Style is not simply a matter of literary, verbal habits but part of a man’s whole sense of himself as a member of society and perhaps as a shaper of the society to which he belongs; it is a political, existential act (two words which are never far from each other with Mailer). The passage cited is not only one of the author’s major pronouncements on the nature of style, but also a dramatic acting out of its concepts. Sergius O’Shaugnessy (as he remarks, his name is only artificially Irish—it lacks a crucial “h”) is everything Mailer, the “New York Jewish boy from Harvard who had written a war novel,” is not: he is part Irish Catholic, has not written a novel, is minimally educated and—most of all—is an orphan, a man unencumbered by traditions precisely because he cannot remember, has never known, the pressure of those traditions upon his own life. The style of his speech in this passage is, with a rightness of pitch which is one of Mailer’s most uncanny gifts, exactly the proper tone of a brilliant, perceptive young man possessed of the gift for fiction but denied the culture to deploy that gift. Sergius, in other words, is a deliberately constructed, sensitized savage. And it is Sergius’s own imperceptions and failures which liberate his creator to write The Deer Park. For Mailer, surrounded by what he sees as the shattered traditions of value, living in a society whose personal life and political life are inextricably confused and perennially violent, style becomes a diminished, crisis sacrament—the sacrament of the existential orphan. To follow Mailer’s career as a novelist, then, and his enormous if ambiguous influence on later American writers, we must regard the sequence of his novels as a continued experiment with the concept and the cutting edge of style.

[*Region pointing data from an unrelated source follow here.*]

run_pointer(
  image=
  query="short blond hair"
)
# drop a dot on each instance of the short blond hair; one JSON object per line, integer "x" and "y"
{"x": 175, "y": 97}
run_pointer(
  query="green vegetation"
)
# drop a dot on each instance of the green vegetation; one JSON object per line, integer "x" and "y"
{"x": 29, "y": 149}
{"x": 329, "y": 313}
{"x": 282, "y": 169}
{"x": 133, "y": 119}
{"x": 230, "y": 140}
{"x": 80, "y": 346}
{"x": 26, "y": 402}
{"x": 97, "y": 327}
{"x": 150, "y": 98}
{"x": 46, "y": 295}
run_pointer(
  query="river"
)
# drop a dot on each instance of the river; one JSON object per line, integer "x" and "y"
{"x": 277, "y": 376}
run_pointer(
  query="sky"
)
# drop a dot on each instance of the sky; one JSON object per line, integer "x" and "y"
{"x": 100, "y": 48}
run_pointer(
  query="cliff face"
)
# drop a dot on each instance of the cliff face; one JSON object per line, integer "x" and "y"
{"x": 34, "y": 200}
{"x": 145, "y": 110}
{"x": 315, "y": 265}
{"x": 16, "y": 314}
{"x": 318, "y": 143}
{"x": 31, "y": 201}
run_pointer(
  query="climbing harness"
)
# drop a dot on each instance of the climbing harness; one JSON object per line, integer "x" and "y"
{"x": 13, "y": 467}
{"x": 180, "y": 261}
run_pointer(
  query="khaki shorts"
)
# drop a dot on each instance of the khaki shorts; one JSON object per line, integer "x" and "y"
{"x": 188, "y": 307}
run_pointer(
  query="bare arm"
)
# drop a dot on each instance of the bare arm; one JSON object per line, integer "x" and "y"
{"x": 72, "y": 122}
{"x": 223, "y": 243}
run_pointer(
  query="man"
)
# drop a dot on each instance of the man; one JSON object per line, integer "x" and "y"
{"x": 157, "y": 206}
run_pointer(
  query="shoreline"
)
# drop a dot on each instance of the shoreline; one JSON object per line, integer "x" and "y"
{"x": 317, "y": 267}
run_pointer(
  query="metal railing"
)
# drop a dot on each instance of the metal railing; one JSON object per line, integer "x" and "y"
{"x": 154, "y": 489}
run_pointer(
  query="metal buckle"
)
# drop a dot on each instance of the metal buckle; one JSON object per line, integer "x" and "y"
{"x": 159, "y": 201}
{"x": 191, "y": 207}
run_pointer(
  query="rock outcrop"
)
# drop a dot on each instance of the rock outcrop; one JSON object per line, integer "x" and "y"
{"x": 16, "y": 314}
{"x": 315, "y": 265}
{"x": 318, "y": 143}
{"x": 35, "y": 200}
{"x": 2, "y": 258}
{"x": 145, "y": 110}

The contrast between the art of Norman Mailer and that of Saul Bellow becomes clearer at this level of discussion and more central for understanding the course of American fiction in the fifties and sixties. Bellow’s career has been a steady, unrelenting examination of and assertion of the permanent relevance of the major traditions of Western liberal thought to the complexities and upheavals of the contemporary City, but Mailer has carried on a two decade warfare with precisely those certitudes in which Bellow finds himself so much at home. Each of Mailer’s six novels has defined for the reading public a “new” Mailer, a new and, for the moment, aggressively self-confident approach to the problems of our personal and political strivings; and this frenetic, almost pathological uneasiness with his own achievement, has in turn caused the history of his books to be one of mingled, sometimes accidental and often deliberately managed failure. Mailer, like most strong novelists, finds it hard to write fiction. But he has, in a valuable way, made that difficulty one of the central materials of his fictive stance and in so doing has become, for American fiction, the indispensable and archetypal self-conscious fabulator of the postwar years.